Feudal Future Podcast — Episode 12
On today’s episode of Feudal Future hosts Joel Kotkin and Marshall Toplansky are joined by guest Kyle Harper, a professor of classics at the University of Oklahoma. Their discussion looks to the past, particularly the fall of Rome to help understand the problems of today. Kyle’s book, The Fall of Rome takes a look at infectious disease as part of the destruction of Rome.
Second century Romans lived in an urban society with regular intercontinental exchange that utilized the Indian Ocean, Silk Roads, and the Sahara. There’s also a randomness to evolutionary events that combine with the risk factors of globalization that create viruses that can spread rapidly across humans. While density can be a factor in the spreading of infectious disease, given the interconnectedness of the global economy, density makes less of a difference today than it may have in the past. Kyle stresses that both density and connectivity matter. To the disease, he explains, we’re just a host, anything we do that changes their evolutionary prospects affects them. Every parasite has to combat healthy immune systems and travel from host to host. Respiratory pathogens take advantage of the fact that we live in such a connected way.

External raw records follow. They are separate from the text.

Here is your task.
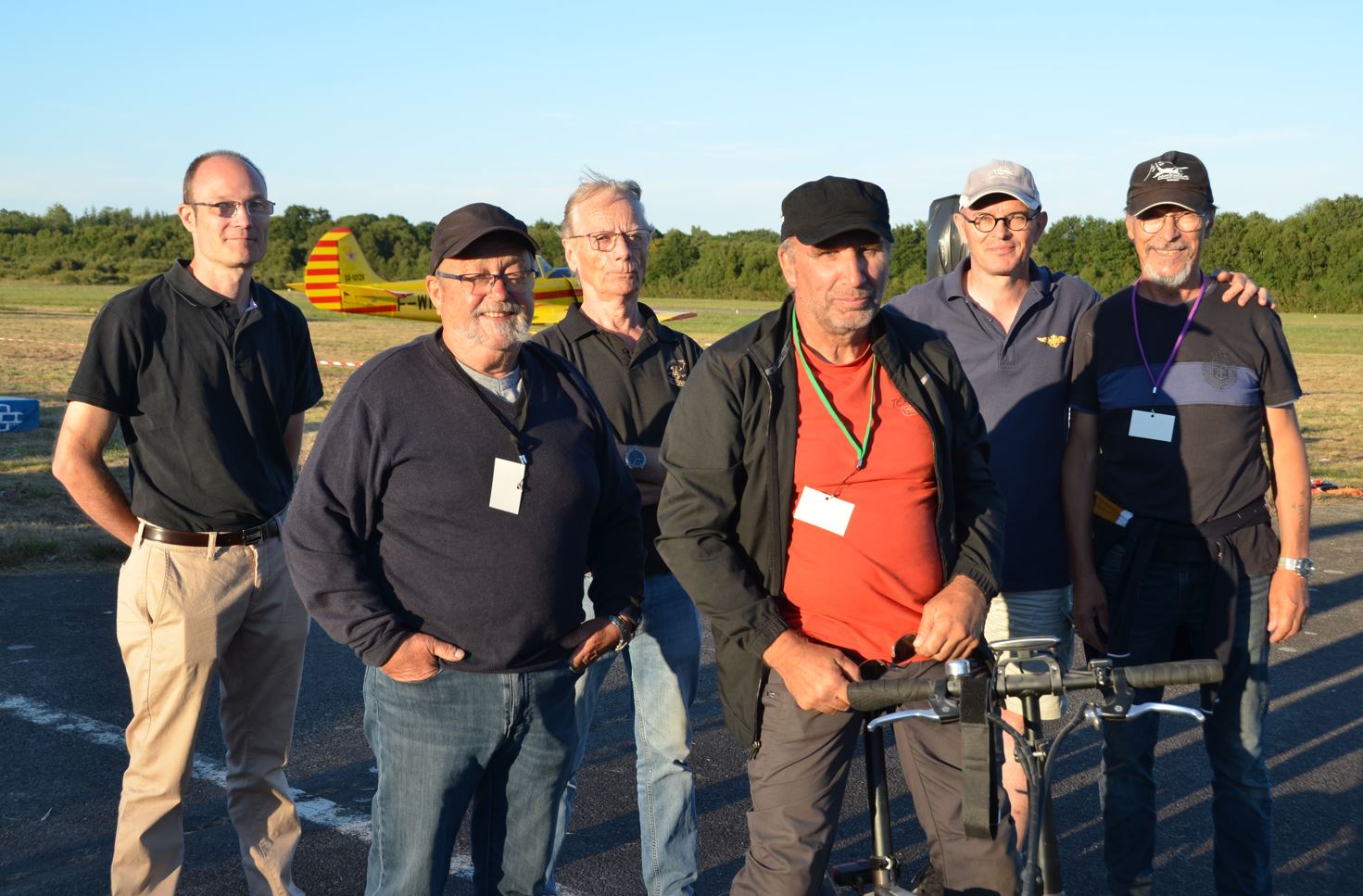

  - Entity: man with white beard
[284,203,643,896]
[1062,151,1313,893]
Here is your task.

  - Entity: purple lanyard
[1131,274,1206,396]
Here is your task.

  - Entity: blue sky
[0,0,1363,232]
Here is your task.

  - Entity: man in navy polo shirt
[890,159,1268,847]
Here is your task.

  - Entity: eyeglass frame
[435,269,540,296]
[184,199,278,221]
[1131,208,1206,236]
[957,206,1041,233]
[563,228,657,252]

From studying medieval and Roman problems, there are certainly lessons to take away for the modern pandemic and political age. Enlightenment science and the rise of germ theory and public health are part of lifting us from the oppression of infectious disease. We don’t learn from their handling of the disease, because they didn’t have the knowledge, science, or infrastructure to respond well. However, it can help us to be aware of threats and the biological realities of our universe. Historically, the COVID was bound to happen, will happen again, and may be much worse. Kyle stresses that one take away should be learning from this pandemic and becoming more prepared for another infectious disease outbreak in the future. It’s not just science that plays a role in pandemic response, it’s also social and behavioral programs and leadership that impacts the outcomes.